Sous l'attention médusé du trio, Benjamin tâtonne alors et trouve une minuscule poignée à droite. Il la bascule d'un quart de tour puis ouvre alors le faux fond. Le cœur dans les chaussettes, les protagonistes découvrent plusieurs grandes cartes enroulées. Une fois dépliées, la consternation prend toute son ampleur. Les mots de Murdock reviennent alors à Joe, comme si c'était hier. Un visionnaire, Rodgers était un visionnaire. Le tracé prévu de la ligne de chemin de fer va bien de City of Kansas à Hovertown, certes, mais il ne s'arrête pas là. La ligne prévisionnelle poursuit son itinéraire plus en direction du sud-ouest, puis plein ouest, jusqu'à violer le traité de Médecine Lodge* avec les tribus Amérindiennes ainsi que l'immunité même de la réserve. Le but est de traverser les Rocheuses par le sud, voire les contourner, et de finir en Californie. De cette manière, la conquête de l'ouest, dans le sud des États-Unis, pourra s'accélèrer de manière drastique.

— Mais comment ce taré comptait-il s'y prendre pour faire partir les Cheyennes de leur réserve ? La bande à Jacko ne peut pas s'y risquer, face au surnombre des autochtones.

— Bonne question, monsieur Ngoma. Vous me posez une colle. Je prends tout ceci comme pièces à conviction et engage un procès à l'encontre des responsables. Justice sera octroyée, rubis sur l'ongle.

Consterné, Joe, d'un geste vif, empêche Lemeunier de ranger les relevés parcellaires. Il interpelle son ami sur la trajectoire depuis Hovertown jusqu'à Washita. Ngoma, attentif, vire tout blanc. Les gorges se nouent. Les bras écartés, Lemeunier veut une explication à leur état d'urgence si soudain.

— Bonne mère, mais dîtes-moi tout !

— Regardez, le prochaine propriété à éliminer.

Le doigt cogne plusieurs fois sur le plan. Le détective hausse les épaules, dans l'incompréhension.

— C'est le chez nous, Monsieur, c'est là qu'on habite ! Mon femme, Myrtille, est là-bas !

— Avec Jenny. Merde, occupez-vous de retrouver la sœur Parson et d'arrêter les coupables, Monsieur Lemeunier. J'amène le reste de l'argent avec moi. Faut qu'on se grouille avant qu'il ne soit trop tard.

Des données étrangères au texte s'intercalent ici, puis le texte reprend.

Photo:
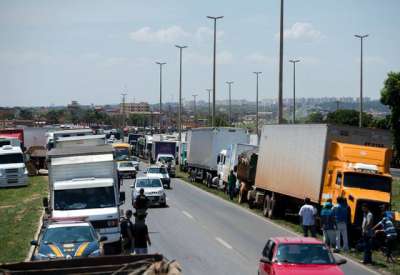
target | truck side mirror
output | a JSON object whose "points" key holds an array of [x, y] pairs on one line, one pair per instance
{"points": [[121, 198]]}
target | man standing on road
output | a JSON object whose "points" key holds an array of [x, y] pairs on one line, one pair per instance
{"points": [[367, 234], [127, 233], [307, 213], [231, 185], [340, 211], [141, 236], [328, 224]]}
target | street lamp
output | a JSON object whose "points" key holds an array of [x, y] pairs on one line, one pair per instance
{"points": [[230, 101], [214, 61], [361, 37], [180, 91], [209, 106], [294, 61], [161, 64], [280, 93], [257, 73]]}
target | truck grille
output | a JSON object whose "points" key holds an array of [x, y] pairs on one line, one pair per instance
{"points": [[12, 171]]}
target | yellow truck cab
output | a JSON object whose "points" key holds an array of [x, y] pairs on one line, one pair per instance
{"points": [[361, 175]]}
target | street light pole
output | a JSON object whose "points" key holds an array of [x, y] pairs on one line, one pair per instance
{"points": [[361, 37], [280, 93], [230, 101], [161, 64], [294, 61], [209, 106], [257, 73], [214, 63], [180, 91]]}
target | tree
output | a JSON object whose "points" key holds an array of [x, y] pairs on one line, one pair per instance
{"points": [[390, 96], [349, 117]]}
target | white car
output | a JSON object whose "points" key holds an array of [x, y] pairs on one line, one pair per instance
{"points": [[153, 190], [159, 172], [126, 170]]}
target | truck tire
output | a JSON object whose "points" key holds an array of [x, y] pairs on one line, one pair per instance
{"points": [[266, 206]]}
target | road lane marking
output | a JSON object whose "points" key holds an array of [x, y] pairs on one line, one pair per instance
{"points": [[187, 215], [221, 241]]}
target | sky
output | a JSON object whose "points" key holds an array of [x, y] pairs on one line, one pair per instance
{"points": [[52, 52]]}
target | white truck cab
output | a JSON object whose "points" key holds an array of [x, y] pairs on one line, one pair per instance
{"points": [[13, 171]]}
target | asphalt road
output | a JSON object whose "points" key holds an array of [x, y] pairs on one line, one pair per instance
{"points": [[209, 235]]}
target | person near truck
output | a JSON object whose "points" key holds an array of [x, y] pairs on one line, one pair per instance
{"points": [[386, 227], [307, 213], [328, 224], [366, 231], [231, 185], [341, 218]]}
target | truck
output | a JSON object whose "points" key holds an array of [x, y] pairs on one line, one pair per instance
{"points": [[203, 147], [322, 162], [13, 171], [14, 133], [246, 172], [83, 183], [228, 159]]}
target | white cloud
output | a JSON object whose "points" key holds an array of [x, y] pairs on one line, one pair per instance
{"points": [[301, 30], [169, 35]]}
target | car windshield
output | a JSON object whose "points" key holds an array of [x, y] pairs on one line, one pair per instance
{"points": [[146, 183], [69, 234], [165, 159], [304, 254], [11, 158], [121, 153], [157, 170], [367, 181], [126, 164], [85, 198]]}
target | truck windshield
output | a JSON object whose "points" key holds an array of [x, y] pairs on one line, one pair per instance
{"points": [[11, 158], [367, 181], [85, 198]]}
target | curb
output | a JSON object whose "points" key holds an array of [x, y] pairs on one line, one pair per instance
{"points": [[36, 236]]}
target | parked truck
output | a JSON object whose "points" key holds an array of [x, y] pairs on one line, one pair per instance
{"points": [[246, 172], [322, 162], [228, 159], [83, 183], [13, 171], [204, 145]]}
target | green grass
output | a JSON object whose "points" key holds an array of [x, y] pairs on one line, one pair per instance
{"points": [[379, 260], [20, 210]]}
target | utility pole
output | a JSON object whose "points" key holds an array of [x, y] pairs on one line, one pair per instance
{"points": [[180, 91], [214, 63], [257, 74], [161, 64], [123, 109], [194, 110], [294, 61], [230, 102], [361, 37], [280, 93], [209, 106]]}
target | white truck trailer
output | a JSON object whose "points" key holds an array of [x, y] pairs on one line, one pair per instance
{"points": [[13, 171], [83, 183], [204, 145]]}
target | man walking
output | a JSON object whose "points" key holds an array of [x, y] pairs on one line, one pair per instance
{"points": [[307, 213], [367, 234], [341, 217], [328, 224], [231, 185], [141, 236]]}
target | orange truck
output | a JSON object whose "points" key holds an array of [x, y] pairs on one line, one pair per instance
{"points": [[322, 162]]}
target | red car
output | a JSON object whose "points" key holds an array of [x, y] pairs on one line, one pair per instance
{"points": [[300, 256]]}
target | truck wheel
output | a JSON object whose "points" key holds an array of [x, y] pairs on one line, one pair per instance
{"points": [[266, 206]]}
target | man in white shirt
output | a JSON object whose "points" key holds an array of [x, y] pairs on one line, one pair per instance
{"points": [[307, 213]]}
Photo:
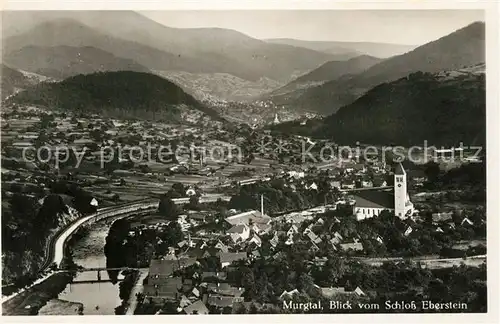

— Je m'occupe de tout. Je serai en chair et en os à City of Kansas, afin d'engager le procès et, avec de la chance, d'arrêter l'Empoisonneuse par la subtilité de l'occasion.

— Dans le urgence, si vous croisez Josh sur... Je...

— Bien entendu. L'ignorance rend la normalité sobre, le savoir, quant à sa raison d'être, s'accompagne d'une perspicacité audacieuse dont j'eusse joui, par la sainte Vierge ! Bonne chance à vous.

Sans avoir le temps de décrypter le contenu toujours aussi bizarroïde de ses propos, les deux hommes se précipitent dehors. En moins de temps qu'il ne le faut pour le dire, le cœur lourd, le binôme fonce au galop à travers les grandes plaines. Le brouillard, comme offusqué par cette tragique perspective, se désagrège et disparaît, pour laisser place à une nuit fraîche et étoilée, sous la houlette d'un croissant de lune.

L'arrivée, juste avant l'aurore, aux alentours de la maison d'habitation, délivre déjà l'odeur des flammes. De loin, l'incendie marque au fer rouge le désastre. Les équidés, les naseaux grands ouverts, soufflent avec force dans l'exécution de leur dernier effort.

Ils mettent pied à terre à plusieurs dizaines de mètres du brasier. Impossible d'intervenir. La chaleur engendrée les oblige même à reculer, une main en guise de protection faciale. Le bruit si distinct, aigu, perce l'espace devenu malfaisant. La peur s'immisce dans leurs veines, la peur de la perte d'êtres chers. La colère monte chez Ngoma, qui, comme toujours, garde espoir. Il hausse le ton, afin de maintenir l'attention de son meilleur ami.

— Je contourne vers la droite. Eh, Joe, ressaisis-toi mon frère ! Elles sont peut-être encore en vie, faut chercher.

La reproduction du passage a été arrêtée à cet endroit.